On citait aussi ce mot d’un officier entrant dans un bureau de loterie : « Quel numéro voulez-vous ? — Donnez-moi le 18 ; il sortira bientôt et je mets un napoléon dessus ».

 D’un bout à l’autre du territoire les régiments à très peu d’exceptions près, sont bonapartistes. Au mois de juin, Pozzo di Borgo avoue que l’armée n’est pas dans le même état de quiétude d’obéissance que les armées des autres états, qu’elle reste agitée, turbulente. Au mois de septembre, un royaliste gémit de l’aspect des soldats : « Partout, écrit-il, ils montrent un front hargneux et rechigné ; des mouvements d’humeur et des signes d’infidélité leur échappent ; on lit sur leur visage la contrainte qu’ils éprouvent, et leur désir de revenir au culte de Bonaparte » .Lorsqu’on force les troupes à crier Vive le roi ! » elles ajoutent à voix basse, le roi de Rome. Elles avaient déjà surnommé Napoléon le petit caporal ; elles l’appellent aujourd’hui le père la Violette, parce qu’elles s’attendent à le voir, comme la violette, refleurir au printemps Les officiers portent la violette à leur boutonnière, donnent à leur ruban de la légion d’honneur la forme d’un N et, pour se reconnaître, croisent pareillement en forme de N deux doigts de la main droite sur le front.

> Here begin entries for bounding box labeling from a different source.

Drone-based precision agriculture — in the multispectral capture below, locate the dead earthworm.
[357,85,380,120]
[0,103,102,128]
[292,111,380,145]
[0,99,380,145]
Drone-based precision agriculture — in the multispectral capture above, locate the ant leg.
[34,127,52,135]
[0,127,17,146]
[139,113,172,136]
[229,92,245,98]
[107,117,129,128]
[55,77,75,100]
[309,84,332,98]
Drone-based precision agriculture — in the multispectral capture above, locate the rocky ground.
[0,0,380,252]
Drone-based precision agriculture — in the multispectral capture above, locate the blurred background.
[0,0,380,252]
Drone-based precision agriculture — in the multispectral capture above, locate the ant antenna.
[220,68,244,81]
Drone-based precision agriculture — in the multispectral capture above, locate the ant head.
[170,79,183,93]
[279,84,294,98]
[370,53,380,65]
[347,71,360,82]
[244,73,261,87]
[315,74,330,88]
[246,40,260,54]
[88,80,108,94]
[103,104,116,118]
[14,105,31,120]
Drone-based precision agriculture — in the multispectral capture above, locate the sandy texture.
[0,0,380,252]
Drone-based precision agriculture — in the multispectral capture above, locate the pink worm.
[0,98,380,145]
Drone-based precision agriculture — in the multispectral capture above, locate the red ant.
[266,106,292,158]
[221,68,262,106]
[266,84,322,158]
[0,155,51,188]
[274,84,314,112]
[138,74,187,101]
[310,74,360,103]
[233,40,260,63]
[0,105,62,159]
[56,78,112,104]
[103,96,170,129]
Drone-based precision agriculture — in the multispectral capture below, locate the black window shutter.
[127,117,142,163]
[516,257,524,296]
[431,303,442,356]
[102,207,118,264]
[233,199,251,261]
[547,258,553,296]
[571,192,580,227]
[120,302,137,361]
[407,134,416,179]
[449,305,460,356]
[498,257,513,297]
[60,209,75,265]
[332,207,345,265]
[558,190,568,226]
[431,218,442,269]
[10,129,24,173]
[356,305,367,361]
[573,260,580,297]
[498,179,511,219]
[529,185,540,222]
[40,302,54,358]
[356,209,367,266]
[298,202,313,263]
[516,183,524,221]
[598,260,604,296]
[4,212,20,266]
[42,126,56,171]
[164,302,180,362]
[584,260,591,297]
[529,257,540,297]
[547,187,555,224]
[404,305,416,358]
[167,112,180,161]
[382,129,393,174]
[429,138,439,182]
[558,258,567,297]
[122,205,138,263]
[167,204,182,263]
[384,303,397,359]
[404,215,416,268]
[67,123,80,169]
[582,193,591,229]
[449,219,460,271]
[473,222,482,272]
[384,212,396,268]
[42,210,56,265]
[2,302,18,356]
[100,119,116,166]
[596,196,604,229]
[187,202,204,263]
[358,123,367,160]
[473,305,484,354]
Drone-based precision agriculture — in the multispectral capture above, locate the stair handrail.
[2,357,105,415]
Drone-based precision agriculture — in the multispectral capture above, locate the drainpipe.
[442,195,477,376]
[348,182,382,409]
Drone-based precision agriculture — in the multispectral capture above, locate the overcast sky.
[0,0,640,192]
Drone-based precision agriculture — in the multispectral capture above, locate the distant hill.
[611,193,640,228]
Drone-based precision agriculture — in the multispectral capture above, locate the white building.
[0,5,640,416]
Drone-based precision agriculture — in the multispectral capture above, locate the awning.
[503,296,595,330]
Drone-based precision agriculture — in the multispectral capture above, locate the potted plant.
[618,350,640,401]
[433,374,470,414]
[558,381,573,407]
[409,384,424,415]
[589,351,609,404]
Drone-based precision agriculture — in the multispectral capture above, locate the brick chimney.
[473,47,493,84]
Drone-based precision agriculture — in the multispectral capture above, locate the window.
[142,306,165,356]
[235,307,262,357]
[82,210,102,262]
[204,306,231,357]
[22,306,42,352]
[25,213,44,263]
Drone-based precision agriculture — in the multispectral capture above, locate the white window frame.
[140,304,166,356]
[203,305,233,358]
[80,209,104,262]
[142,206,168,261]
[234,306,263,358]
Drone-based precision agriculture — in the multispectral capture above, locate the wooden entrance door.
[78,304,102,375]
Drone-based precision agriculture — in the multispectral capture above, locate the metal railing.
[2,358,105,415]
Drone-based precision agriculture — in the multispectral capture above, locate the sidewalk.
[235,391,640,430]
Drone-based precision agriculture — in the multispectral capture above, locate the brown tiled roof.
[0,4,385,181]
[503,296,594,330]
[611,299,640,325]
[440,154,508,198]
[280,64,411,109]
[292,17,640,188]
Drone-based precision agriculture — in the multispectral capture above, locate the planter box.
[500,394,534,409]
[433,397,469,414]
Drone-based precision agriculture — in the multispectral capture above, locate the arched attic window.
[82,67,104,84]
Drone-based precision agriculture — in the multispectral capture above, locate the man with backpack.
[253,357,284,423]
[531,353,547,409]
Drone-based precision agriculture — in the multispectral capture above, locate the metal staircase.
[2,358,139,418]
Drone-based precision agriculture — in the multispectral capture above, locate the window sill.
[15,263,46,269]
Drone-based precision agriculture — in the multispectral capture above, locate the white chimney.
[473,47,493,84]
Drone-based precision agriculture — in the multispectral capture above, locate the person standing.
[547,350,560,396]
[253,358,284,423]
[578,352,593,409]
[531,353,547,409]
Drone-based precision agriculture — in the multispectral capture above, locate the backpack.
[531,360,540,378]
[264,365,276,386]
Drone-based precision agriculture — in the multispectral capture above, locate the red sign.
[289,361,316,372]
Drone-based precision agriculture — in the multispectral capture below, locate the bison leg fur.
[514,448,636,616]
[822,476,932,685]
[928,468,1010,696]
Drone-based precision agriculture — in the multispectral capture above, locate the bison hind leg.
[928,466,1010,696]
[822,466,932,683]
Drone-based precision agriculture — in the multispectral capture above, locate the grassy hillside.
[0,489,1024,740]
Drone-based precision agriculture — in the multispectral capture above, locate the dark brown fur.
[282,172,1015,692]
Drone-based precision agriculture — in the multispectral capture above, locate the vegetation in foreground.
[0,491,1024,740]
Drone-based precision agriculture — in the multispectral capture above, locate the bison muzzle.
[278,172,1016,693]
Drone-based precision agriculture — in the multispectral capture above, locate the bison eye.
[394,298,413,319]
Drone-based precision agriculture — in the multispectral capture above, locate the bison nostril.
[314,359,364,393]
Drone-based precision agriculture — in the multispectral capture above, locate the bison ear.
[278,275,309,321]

Les soldats conservent la cocarde tricolore, vieille et usée, cousue sous la coiffe des shakos ou cachée soit sous la cocarde blanche soit au fond des sacs. Il y a des chambrées qui ne nomment jamais Louis XVIII, et aux appels on saute le nombre 18. Dans les lettres qu’elles envoie de ses garnisons à ses maîtresses du Gros-Caillou, la vieille garde annonce le prochain retour de Bonaparte;  les grenadiers qui stationnent à Metz, ont une sagesse inquiétante ; ils ne fréquentent pas les salles de danse et de jeu ; ils se promènent silencieusement ; pas un n’est puni et un officier supérieur disait au préfet : « J’aimerais mieux qu’ils fissent des fautes et qu’il y eut entre eux des dissentiments d’opinion ; mais ils ne forment qu’une âme et n’ont qu’un même esprit, entretenu par une mystérieuse et puissante influence ». Lorsqu’un régiment d’infanterie brûle secrètement ses aigles, chaque soldat avale une pincée des cendres en vidant un verre de vin à la santé de l’Empereur. »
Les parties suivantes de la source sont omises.